The heart is a complex organ composed of several cell types, including cardiomyocytes, endothelial cells and fibroblasts for a respective proportion of 35%, 60% and <20% as previously reported in both human and murine hearts by Pinto and colleagues (1). However, a recent study by Litviňuková and colleagues gave a more exhaustive atlas of the healthy adult human heart (2).
Using single-cell and single-nucleus RNA sequencing combined with multiplex single-molecule fluorescence in situ hybridisation, they quantified the cellular composition in six distinct cardiac regions from 14 healthy cardiac donors (7 males and 7 females) and characterised their transcriptional signatures together with their cell-to-cell interactions. They reported 11 major cell types with a different enrichment between atria and ventricles. Indeed, contrary to Pinto’s study (1), cardiomyocytes were the largest population (30% in atrial versus 50% in ventricular tissues), followed by either fibroblasts or mural cells, and lastly endothelial and immune cells. One intriguing result is the higher percentage of ventricular cardiomyocytes in female versus male hearts (56% vs 47%), which could explain the sex differences observed in cardiovascular diseases.
Looking deeper in each cell type composition, the authors showed a strong cardiomyocyte heterogeneity, comprising five ventricular and five atrial populations with distinct transcriptional profiles, notably a small population of highly energetic cardiomyocytes. The vascular compartment was shown to include seventeen populations, notably 10 endothelial, four pericytes and three vascular smooth muscle cells. Seven populations of fibroblasts were reported with specialised gene programmes required for cardiac remodelling according to each cardiac region. Twenty-one types of immune cells were identified, such as tissue-resident and monocyte-derived macrophages: the tissue-specificity of the homeostatic transcriptional circuits were demonstrated by comparison with skeletal muscle and kidney, notably for the myeloid cells. Finally, six neuronal cell clusters and four adipocyte cell types were characterised.

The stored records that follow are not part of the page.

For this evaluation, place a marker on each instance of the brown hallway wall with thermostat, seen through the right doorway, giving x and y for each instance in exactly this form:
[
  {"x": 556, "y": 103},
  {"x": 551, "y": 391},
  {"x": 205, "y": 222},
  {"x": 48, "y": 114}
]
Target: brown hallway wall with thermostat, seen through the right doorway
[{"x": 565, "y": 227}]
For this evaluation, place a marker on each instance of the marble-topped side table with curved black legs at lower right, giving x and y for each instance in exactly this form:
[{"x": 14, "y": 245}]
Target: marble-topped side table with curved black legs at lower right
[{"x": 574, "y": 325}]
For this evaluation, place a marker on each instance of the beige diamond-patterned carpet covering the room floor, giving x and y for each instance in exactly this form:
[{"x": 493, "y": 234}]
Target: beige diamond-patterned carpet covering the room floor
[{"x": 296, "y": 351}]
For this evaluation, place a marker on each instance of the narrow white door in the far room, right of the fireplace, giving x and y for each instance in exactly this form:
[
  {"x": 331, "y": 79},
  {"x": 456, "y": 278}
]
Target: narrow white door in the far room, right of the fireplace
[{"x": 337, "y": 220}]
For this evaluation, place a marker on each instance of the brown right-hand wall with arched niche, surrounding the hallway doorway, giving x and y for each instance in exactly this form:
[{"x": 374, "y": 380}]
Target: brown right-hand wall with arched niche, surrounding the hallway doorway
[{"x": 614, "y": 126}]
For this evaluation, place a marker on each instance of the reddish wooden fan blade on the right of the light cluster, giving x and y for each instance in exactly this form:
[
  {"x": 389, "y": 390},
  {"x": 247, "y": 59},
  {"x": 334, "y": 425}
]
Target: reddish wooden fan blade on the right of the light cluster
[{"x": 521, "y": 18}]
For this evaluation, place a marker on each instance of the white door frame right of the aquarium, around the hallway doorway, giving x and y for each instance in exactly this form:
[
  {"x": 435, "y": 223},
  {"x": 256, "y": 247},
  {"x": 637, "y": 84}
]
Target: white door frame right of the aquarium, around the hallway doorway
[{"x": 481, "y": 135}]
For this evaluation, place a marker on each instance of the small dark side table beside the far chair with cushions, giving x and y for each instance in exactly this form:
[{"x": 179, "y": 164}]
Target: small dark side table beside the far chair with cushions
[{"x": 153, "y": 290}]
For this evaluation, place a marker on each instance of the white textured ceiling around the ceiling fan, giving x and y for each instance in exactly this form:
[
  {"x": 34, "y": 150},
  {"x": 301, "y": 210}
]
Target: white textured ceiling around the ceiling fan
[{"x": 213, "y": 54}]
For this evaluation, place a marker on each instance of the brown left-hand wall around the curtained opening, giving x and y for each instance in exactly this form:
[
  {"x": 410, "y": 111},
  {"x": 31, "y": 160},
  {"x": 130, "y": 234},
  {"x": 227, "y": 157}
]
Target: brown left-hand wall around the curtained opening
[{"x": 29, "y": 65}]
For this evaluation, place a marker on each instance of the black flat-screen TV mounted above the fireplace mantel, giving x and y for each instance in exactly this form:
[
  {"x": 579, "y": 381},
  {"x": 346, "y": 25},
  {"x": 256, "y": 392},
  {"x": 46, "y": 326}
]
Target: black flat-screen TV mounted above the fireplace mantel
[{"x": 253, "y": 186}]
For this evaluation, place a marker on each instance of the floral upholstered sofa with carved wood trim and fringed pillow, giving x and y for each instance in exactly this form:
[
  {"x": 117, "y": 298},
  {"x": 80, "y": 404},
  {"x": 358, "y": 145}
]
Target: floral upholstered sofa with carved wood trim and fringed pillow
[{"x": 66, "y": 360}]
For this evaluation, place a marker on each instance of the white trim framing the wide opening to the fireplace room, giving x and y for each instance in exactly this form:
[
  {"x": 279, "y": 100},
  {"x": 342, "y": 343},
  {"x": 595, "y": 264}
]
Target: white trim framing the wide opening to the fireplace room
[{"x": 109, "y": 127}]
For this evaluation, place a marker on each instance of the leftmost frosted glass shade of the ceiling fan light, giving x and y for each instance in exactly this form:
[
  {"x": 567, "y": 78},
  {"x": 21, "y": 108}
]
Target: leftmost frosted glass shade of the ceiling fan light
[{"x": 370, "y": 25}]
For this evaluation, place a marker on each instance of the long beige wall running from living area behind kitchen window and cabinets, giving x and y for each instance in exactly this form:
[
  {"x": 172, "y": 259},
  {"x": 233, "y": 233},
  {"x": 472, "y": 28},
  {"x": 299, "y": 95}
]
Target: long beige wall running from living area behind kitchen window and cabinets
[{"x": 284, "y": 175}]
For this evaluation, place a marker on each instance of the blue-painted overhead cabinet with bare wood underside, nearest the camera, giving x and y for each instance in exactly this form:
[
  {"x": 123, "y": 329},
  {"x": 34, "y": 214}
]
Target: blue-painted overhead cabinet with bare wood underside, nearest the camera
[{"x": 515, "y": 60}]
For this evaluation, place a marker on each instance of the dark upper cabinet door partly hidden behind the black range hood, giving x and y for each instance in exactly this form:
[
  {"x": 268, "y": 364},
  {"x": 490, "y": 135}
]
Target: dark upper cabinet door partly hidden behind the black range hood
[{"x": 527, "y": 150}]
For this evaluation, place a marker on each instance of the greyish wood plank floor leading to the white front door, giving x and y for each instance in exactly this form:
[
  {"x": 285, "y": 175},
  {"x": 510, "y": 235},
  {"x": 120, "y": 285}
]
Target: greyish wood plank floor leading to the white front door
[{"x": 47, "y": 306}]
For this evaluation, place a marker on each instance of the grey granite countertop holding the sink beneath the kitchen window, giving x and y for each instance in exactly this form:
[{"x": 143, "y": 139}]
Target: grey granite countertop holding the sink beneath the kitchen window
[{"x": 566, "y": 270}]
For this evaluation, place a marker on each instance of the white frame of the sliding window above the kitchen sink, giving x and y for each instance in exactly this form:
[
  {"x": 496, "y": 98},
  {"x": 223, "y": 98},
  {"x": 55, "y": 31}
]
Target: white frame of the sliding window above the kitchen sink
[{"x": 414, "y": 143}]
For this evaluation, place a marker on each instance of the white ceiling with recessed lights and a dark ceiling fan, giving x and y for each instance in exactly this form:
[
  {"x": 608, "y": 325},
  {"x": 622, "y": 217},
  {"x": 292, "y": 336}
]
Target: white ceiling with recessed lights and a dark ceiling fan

To conclude, the study by Litviňuková and colleagues enriches our knowledge of the healthy human heart cell composition together with their transcriptional profiles, therefore opening a new avenue for the cell-specificity in the cardiac pathophysiology. Similar exhaustive study in the mouse heart would be an invaluable asset to validate the relevance of the murine models in cardiovascular diseases.